Y: torch.Tensor = forward(X1=X1, X2=X2)

Call the `thoad.backward` function to compute the partial derivatives of order *o* w.r.t. inputs $\normalsize \left( \text{i.e. } \;\; \frac{\normalsize \delta^{\otimes o} \; Y}{\normalsize \bigotimes_{i=1}^{o} \delta X_i} \right)$. This will aggregate 2 new attributes to the input tensors, `hgrad`and `hdata`.


`thoad.backward` takes the following argumntes.

* `tensor: torch.Tensor`: Output tensor (must have `requires_grad=True` and a `grad_fn`); root to differentiate from.
* `order: int`: Positive derivative order $o \ge 1$.
* `gradient: Optional[torch.Tensor] = None`: (Optional) Upstream seed with same shape as `tensor`; for $o=1$ performs a VJP; if `None`, uses the identity seed.
* `crossings: bool = False`: (Optional) If `True`, computes mixed partials across different terminal tensors (cross-terminal derivatives).
* `groups: Optional[Iterable[Iterable[torch.Tensor]]] = None`: (Optional) Terminal groups that allow mixed partials only **within** each group; mutually exclusive with `crossings=True`.
* `keep_batch: bool = False`: (Optional) Controls whether mutually independent dimensions (detected via **Indeps**) are explicitly regularized. If `True`, unified batch-independent dimensions remain unified in the resulting `hgrad`/`hdata` shapes.
* `keep_schwarz: bool = False`: (Optional) Controls whether variable-order symmetries (detected via **VPerm**) are resolved or preserved. If `True`, derivatives that are symmetric under Schwarz theorem remain stored as permuted references rather than expanded tensors.

In [7]:
# execute auto-differentiation from Y tensor
o: int = 2
backward(tensor=Y, order=o)

<thoad.user.interface.Controller at 0x19058e23bc0>

Access the newly included attributes to get the derivatives w.r.t. input tensors.

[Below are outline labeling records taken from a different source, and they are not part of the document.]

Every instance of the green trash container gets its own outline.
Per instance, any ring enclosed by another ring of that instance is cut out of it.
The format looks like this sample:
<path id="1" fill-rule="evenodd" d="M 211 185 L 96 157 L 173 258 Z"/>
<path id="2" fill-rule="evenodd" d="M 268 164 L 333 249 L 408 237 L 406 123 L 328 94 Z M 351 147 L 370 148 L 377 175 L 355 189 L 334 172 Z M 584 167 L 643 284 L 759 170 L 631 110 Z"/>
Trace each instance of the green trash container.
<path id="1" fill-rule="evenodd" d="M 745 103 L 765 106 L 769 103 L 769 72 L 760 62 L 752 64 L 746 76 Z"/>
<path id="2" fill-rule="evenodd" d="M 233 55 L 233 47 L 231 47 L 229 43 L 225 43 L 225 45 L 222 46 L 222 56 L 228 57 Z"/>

- `Tensor.hgrad` contains a tuple of lenght *o* - 1 with the derivative tensors from order 1 to *o*
- `Tensor.hdata` contains a tuple of lenght *o* - 1 with nested tuples of lenght 3 containing matadata (**shapes**, **indeps**, **variable permutations**) about its correstponding tensor.

hgrad tensors have the following shape:

  - (output_flattened_size, *(shape_input_tensor_0), ..., *(shape_input_tensor_o-1))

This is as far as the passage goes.